There is, however, one general point that should be emphasised. As far as possible, the court should be guided by the maxim ut res magis valeat quam pereat (which can be roughly translated as ‘it is better for a thing to have effect than to be made void’.) Accordingly, the first solution (that the clauses cancel each other out) is rarely the appropriate one. By including dispute-resolution clauses in their contract, the parties can be assumed to have intended something. The judge’s task is to try to work out what that was most likely to have been.
In Exmek Pharmaceuticals SAC, Burton J followed H & S International v Paul Smith  2 Lloyd’s Rep 127 (in which Steyn J had adopted the fifth of the possible approaches outlined above); he considered that clause 14 was an effective and binding arbitration clause and that clause 13, primarily, identified the English courts as those with supervisory jurisdiction over any arbitration falling under clause 14, but also nominated the courts with substantive jurisdiction in the event that, for any reason, clause 14 proved to be legally ineffective.

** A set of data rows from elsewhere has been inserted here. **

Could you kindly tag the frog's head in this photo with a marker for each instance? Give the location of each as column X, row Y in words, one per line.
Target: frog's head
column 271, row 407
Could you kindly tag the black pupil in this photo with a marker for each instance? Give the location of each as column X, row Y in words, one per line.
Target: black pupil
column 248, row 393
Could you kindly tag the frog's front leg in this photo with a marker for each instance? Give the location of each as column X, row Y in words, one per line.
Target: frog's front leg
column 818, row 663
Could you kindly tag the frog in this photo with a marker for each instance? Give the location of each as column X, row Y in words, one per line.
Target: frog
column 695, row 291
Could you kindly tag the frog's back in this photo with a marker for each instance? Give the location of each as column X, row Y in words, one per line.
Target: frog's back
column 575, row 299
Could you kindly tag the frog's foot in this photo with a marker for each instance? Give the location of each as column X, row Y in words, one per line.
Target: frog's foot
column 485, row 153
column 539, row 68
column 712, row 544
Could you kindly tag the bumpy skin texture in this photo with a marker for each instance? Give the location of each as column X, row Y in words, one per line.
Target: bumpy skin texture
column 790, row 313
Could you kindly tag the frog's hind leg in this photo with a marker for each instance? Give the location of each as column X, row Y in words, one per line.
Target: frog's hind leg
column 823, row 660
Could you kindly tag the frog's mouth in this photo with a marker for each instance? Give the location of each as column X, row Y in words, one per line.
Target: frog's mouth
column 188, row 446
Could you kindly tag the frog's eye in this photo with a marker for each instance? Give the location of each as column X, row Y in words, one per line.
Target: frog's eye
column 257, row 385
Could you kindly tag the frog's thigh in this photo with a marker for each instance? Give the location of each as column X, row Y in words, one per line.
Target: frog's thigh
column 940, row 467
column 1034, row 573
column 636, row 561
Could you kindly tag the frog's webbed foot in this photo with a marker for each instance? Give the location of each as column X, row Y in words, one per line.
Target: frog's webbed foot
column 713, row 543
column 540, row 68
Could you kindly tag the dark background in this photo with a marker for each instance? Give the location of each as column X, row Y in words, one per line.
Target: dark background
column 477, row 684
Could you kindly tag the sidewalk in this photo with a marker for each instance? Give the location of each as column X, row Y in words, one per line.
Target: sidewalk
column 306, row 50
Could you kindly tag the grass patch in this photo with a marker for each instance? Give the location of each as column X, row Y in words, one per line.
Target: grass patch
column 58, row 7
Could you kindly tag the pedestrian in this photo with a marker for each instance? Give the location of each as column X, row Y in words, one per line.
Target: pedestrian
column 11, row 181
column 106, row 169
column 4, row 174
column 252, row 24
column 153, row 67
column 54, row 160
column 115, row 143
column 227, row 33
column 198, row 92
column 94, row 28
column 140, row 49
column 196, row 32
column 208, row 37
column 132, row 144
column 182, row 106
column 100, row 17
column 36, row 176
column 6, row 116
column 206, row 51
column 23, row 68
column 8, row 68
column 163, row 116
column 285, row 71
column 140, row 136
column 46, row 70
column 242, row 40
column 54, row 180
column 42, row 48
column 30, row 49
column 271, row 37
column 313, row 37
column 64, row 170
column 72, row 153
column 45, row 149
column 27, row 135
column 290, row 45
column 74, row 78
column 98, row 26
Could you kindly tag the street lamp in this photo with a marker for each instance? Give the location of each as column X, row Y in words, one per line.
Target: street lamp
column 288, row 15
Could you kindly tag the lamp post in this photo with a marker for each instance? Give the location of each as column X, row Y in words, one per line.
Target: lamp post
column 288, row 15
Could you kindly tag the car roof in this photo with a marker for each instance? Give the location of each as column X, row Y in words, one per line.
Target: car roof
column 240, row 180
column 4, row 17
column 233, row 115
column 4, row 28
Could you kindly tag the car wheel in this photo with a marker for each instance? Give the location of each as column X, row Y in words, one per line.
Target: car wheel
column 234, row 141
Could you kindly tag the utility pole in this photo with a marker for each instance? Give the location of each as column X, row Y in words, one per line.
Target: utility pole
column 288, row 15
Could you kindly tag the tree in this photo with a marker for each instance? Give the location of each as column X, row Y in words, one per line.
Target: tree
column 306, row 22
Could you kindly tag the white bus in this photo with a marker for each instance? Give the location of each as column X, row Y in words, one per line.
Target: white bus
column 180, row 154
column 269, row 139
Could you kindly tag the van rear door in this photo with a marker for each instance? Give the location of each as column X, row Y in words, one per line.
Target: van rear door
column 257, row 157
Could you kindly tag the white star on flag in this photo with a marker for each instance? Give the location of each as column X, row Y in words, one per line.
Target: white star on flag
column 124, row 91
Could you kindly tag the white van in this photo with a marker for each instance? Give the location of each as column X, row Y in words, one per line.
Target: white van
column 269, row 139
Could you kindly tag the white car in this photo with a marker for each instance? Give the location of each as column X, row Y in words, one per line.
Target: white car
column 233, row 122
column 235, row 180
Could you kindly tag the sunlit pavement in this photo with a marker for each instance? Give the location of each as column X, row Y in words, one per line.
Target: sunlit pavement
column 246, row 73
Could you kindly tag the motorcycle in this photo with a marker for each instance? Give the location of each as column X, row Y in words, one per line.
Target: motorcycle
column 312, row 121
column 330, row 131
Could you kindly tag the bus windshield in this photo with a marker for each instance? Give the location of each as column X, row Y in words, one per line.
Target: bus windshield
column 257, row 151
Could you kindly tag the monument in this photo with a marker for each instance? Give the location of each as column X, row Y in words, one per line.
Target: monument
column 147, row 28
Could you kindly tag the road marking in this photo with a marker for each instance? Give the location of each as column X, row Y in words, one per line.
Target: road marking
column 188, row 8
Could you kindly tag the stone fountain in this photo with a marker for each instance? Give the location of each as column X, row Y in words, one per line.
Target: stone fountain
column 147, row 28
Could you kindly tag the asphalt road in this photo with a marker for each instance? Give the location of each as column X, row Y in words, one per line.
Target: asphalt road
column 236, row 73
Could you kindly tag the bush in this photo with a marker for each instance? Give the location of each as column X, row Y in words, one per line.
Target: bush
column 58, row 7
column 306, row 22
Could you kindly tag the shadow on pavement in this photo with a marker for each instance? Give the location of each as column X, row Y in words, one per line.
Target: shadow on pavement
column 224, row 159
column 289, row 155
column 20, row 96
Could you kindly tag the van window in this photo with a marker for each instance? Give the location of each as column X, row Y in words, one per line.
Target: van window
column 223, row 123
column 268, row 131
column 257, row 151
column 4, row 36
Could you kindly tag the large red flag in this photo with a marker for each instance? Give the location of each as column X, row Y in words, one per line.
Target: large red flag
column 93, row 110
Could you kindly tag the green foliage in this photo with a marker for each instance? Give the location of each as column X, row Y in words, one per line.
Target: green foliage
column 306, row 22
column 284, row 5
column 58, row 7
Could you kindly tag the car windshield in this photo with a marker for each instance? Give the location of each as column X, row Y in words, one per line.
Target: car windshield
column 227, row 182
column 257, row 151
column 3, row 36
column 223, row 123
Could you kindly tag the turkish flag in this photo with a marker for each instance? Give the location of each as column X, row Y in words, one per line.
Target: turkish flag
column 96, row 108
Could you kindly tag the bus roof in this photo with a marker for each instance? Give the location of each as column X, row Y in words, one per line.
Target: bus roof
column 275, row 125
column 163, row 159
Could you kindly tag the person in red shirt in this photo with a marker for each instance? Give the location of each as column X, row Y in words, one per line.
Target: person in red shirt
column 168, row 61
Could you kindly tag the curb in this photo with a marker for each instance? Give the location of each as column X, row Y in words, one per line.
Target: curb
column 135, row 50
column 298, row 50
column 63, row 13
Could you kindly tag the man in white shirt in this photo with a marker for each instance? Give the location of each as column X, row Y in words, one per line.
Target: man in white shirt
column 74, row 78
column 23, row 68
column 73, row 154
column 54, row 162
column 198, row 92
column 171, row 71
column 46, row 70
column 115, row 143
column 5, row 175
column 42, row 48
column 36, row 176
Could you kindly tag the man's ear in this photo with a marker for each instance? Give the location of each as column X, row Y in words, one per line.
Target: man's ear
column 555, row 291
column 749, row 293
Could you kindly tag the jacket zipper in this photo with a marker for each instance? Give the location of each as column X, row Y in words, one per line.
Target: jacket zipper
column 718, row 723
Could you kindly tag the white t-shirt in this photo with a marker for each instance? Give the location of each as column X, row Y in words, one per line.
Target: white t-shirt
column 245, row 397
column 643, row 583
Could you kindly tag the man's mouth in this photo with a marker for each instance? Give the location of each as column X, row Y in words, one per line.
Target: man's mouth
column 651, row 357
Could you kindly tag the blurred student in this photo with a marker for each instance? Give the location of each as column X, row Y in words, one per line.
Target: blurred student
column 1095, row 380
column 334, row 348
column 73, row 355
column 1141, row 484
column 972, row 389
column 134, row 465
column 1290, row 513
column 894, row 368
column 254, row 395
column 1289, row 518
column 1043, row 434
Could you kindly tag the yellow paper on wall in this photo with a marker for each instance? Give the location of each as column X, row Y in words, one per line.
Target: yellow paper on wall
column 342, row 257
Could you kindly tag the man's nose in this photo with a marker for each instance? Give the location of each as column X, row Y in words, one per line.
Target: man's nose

In Exmek Pharmaceuticals SAC, E’s application to have the arbitrator’s award (on jurisdiction) set aside on the basis that clause 14 was not a valid and binding arbitration clause and that, as a result, N lacked substantive jurisdiction was rather weak. Burton J correctly identified the judge’s task as being not to frustrate the parties’ agreement, but rather to try to divine (and give effect to) what, in all probability, the parties intended. If possible, the judge should arrive at a holistic interpretation that reconciles seemingly conflicting clauses of the contract, rather than treating one or more of the contractual provisions as pro non scripto. From this perspective, Exmek Pharmaceuticals SAC was not really a ‘hard case’; ultimately, there were no plausible alternatives to the solutions arrived at by Burton J.